KUALA LUMPUR: Contemporary artist Red Hong Yi’s installation work, a world map made entirely of 50,000 green-tipped matchsticks, has made the cover of the latest issue of Time magazine on global climate change.
The photo shoot was held at KongsiKL arts space in Kuala Lumpur, with Red’s artwork being set on fire.
“What could possibly go wrong? Man, if the whole thing engulfed the entire building I guess. But we made sure that it didn’t go anywhere near that, ” says Red about the story behind the artwork.
Fire-retardant paint was sprayed on the front and back of the 2.3m x 3m artwork before it was torched, and firefighters were on standby.
The artwork is both an installation and performance art piece, with Red and her team of 12 Malaysians working together on its creation, photography and videography.
The dimensions and positions for the matchsticks were first designed on a computer, before the holes were laser cut into the board for insertion of the matchsticks.
Red describes the making of this work as a laborious process, one that took two weeks of sticking matchsticks into holes on the board for eight hours a day, before watching the piece burn down in two minutes.
The green matchsticks, placed at varying heights for topographic effect, were a metaphor for trees.
“The motivation behind it came from the urgency of having to tackle (climate change) together, ” adds Red in a recent Time interview.

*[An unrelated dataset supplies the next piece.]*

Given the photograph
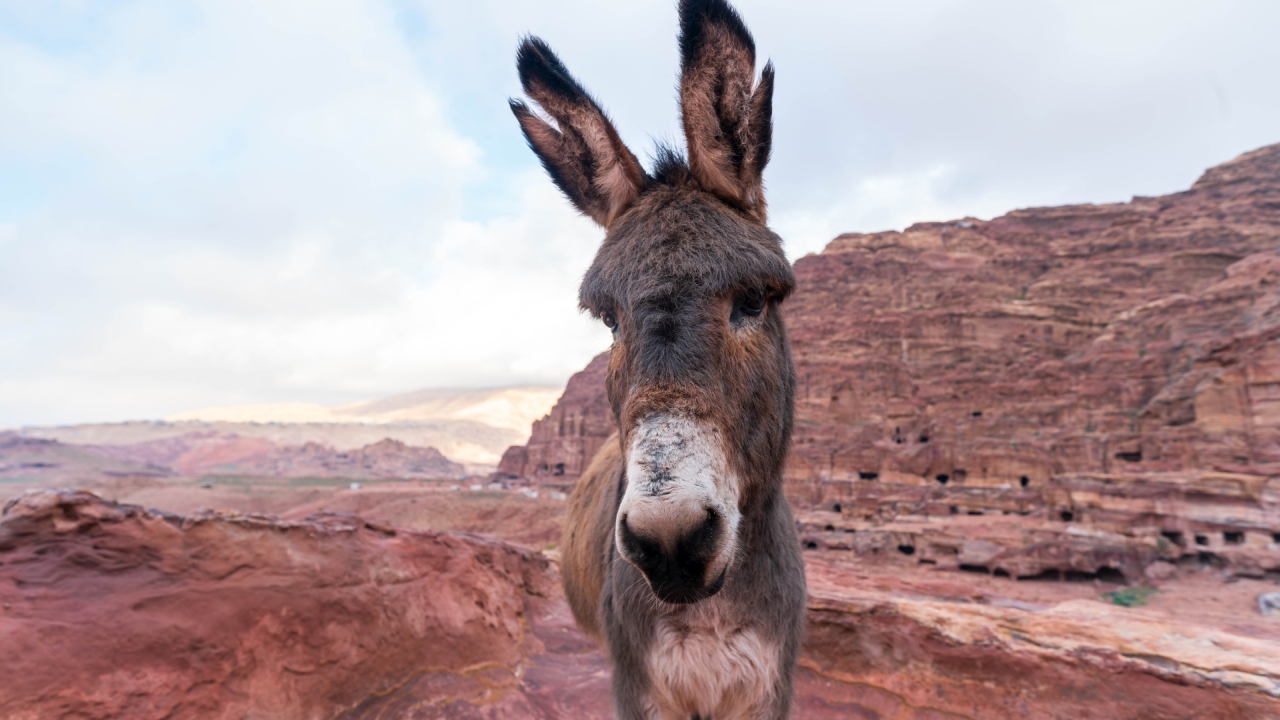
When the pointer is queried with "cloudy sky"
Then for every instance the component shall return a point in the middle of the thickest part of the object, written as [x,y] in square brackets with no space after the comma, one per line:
[213,203]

“The idea came from wanting to highlight a world map, where everyone’s involved, and if one place is affected, the whole place is affected.”

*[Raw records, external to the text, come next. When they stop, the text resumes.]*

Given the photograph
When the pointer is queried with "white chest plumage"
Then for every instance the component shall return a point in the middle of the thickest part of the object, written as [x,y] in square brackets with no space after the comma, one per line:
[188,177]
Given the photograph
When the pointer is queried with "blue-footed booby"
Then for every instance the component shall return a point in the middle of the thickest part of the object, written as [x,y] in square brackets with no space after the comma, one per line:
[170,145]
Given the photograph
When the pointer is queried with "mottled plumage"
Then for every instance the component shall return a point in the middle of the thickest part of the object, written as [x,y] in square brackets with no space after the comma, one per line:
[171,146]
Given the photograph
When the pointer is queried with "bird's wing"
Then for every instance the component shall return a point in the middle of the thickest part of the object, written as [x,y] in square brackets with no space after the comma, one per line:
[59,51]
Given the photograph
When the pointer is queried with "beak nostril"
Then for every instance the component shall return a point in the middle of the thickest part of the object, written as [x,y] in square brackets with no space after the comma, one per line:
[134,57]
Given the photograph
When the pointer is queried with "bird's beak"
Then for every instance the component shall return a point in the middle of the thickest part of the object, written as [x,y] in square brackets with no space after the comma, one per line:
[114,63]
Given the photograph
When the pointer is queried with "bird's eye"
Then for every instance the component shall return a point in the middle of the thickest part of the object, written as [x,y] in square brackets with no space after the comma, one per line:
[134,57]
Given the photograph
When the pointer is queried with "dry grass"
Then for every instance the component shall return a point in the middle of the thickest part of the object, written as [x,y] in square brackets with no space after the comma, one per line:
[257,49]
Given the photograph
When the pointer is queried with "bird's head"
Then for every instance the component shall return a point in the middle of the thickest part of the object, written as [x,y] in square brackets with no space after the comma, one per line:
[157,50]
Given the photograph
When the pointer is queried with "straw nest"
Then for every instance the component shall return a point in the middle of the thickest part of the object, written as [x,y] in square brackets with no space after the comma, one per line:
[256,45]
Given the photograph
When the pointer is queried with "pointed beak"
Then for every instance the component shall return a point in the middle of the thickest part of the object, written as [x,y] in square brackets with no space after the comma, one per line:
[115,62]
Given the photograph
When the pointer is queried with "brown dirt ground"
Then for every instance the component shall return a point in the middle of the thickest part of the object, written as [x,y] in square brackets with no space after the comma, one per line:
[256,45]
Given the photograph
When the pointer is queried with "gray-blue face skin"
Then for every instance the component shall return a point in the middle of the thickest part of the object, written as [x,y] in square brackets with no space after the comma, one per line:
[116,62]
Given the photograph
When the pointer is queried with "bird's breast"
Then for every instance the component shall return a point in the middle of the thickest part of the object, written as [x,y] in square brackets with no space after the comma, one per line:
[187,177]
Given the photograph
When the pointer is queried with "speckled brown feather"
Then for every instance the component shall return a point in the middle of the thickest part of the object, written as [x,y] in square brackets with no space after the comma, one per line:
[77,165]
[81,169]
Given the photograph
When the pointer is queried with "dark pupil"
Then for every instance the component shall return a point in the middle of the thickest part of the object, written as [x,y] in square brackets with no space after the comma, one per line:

The cover image was photographed by Annice Lyn, co-founder of Women Photographers Malaysia.
“It was surreal to find out that my photo was chosen for the cover. Of course, I’m very happy about it, but at the end of the day, this was really a team effort. There was an incredibly talented team supporting Red, including two other photographers, David Yeow and Jessie Lyee.

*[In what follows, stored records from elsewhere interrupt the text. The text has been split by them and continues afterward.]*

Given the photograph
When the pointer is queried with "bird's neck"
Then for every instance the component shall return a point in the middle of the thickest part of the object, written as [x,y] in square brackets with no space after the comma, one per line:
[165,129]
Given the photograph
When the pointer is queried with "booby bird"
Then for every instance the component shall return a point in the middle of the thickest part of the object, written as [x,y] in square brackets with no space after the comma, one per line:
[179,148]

“I believe that photography has the power and magnitude to inform, reform, impact and unite people. This project is a great initiative that highlights the horrible reality of climate change that we are experiencing all over the world, ” says Lyn.
Such global issues apply to anyone regardless of cultural differences, or geographic location.
“As the Covid-19 pandemic continues to assail the world, we are reminded more than ever that no country is unaffected by global crises, whether it is a pandemic or economic collapse or, as this special issue highlights, global warming and climate change, ” adds Red.
Last year, Red tackled racism with portraits made from food items while in lockdown in Kota Kinabalu.
She spoke up against a spate of anti-Asian sentiment and racist attacks stemming from ignorance about the coronavirus with a series titled I Am Not A Virus.
The Sabah-born artist began her career as an architect and received her Masters of Architecture from the University of Melbourne.
Her work has been shown at H Queens in Hong Kong, the Asian Art Museum in San Francisco, World Economic Forum in Davos, Anchorage Museum in Alaska and JP Morgan Chase Bank.